= Elmira Gevorgyan =

Armenian physician (1932–2025)

Elmira Musheghi Gevorgyan (Էլմիրա Մուշեղի Գևորգյան; 1 February 1932 – 3 August 2025) was an Armenian physician and neurologist.

== Life and career ==
Gevorgyan was born on 1 February 1932 in Armenian SSR, Transcaucasian SFSR, USSR. She graduated from the Medical Institute of Yerevan in 1955.

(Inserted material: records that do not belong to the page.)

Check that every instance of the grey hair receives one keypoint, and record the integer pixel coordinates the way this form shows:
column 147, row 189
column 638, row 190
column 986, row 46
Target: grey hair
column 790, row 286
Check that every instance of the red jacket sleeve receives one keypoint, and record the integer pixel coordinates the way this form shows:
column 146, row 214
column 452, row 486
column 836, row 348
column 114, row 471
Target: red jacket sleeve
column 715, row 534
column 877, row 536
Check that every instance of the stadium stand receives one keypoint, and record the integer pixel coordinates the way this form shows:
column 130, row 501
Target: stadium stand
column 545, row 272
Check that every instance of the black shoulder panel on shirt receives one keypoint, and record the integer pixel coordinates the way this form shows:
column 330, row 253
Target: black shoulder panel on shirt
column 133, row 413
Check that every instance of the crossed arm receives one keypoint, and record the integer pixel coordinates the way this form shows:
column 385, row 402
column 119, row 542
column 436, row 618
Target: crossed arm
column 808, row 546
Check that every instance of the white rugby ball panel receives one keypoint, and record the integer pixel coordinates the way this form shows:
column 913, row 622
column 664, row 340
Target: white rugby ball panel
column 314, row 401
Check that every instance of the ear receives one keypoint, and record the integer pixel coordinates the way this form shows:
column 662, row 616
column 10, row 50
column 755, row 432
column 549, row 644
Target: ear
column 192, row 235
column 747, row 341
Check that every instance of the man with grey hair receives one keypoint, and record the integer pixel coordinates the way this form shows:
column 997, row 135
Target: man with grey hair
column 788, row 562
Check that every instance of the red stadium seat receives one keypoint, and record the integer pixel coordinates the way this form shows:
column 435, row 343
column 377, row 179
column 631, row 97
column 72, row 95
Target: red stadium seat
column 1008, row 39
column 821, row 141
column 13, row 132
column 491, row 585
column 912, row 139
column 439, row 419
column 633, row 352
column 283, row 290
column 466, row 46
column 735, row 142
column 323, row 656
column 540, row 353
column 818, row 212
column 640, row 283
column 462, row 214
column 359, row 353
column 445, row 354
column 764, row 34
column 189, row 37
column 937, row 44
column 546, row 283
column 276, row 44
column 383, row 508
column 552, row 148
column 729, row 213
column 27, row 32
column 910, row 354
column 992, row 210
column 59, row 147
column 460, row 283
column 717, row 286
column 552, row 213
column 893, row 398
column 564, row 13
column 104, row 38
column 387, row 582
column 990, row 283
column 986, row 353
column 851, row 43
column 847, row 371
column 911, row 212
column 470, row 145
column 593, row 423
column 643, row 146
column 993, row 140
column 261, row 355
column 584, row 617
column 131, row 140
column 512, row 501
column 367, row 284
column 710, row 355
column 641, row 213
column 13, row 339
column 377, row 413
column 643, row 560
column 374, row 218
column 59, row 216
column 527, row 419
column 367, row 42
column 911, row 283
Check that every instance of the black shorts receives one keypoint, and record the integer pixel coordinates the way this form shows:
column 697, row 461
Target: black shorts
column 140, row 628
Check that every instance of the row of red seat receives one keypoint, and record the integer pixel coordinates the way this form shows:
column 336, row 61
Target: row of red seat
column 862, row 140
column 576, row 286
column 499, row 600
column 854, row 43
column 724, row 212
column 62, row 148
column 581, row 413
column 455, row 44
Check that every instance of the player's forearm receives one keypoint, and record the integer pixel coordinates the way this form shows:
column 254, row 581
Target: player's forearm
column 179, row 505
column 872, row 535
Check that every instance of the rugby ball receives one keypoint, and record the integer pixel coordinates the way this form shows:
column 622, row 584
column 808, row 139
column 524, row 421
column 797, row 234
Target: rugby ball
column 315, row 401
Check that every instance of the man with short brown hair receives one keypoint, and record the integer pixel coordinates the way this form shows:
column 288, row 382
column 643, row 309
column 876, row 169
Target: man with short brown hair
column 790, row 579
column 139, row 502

From 1973 to 2000, she served as chief neurologist of the Ministry of Health. From 1968, she was the president of the Society of Neurologists of the People's Republic of Armenia. From 1976 to 1996, she was the director of the Department of Neurology, Neurosurgery, and Medical Genetics at the Armenian Medical Institute. From 1996 to 1996, she served as vice-president of the Armenian Department of the International Association for Brain Research.

She was a member of the New York Academy of Sciences from 1998, a member of the International Academy of Ecology and Biolife Safety from 1998 to 2000, and a member of the RD Medical Scientific Academy from 2000 to 2001. She was named "Significant Woman of Science 2005" by the American Biographical Institute, and the Cambridge International Biographical Center recognized her as a leading health professional in the same year.

Gevorgyan died on 3 August 2025, at the age of 93.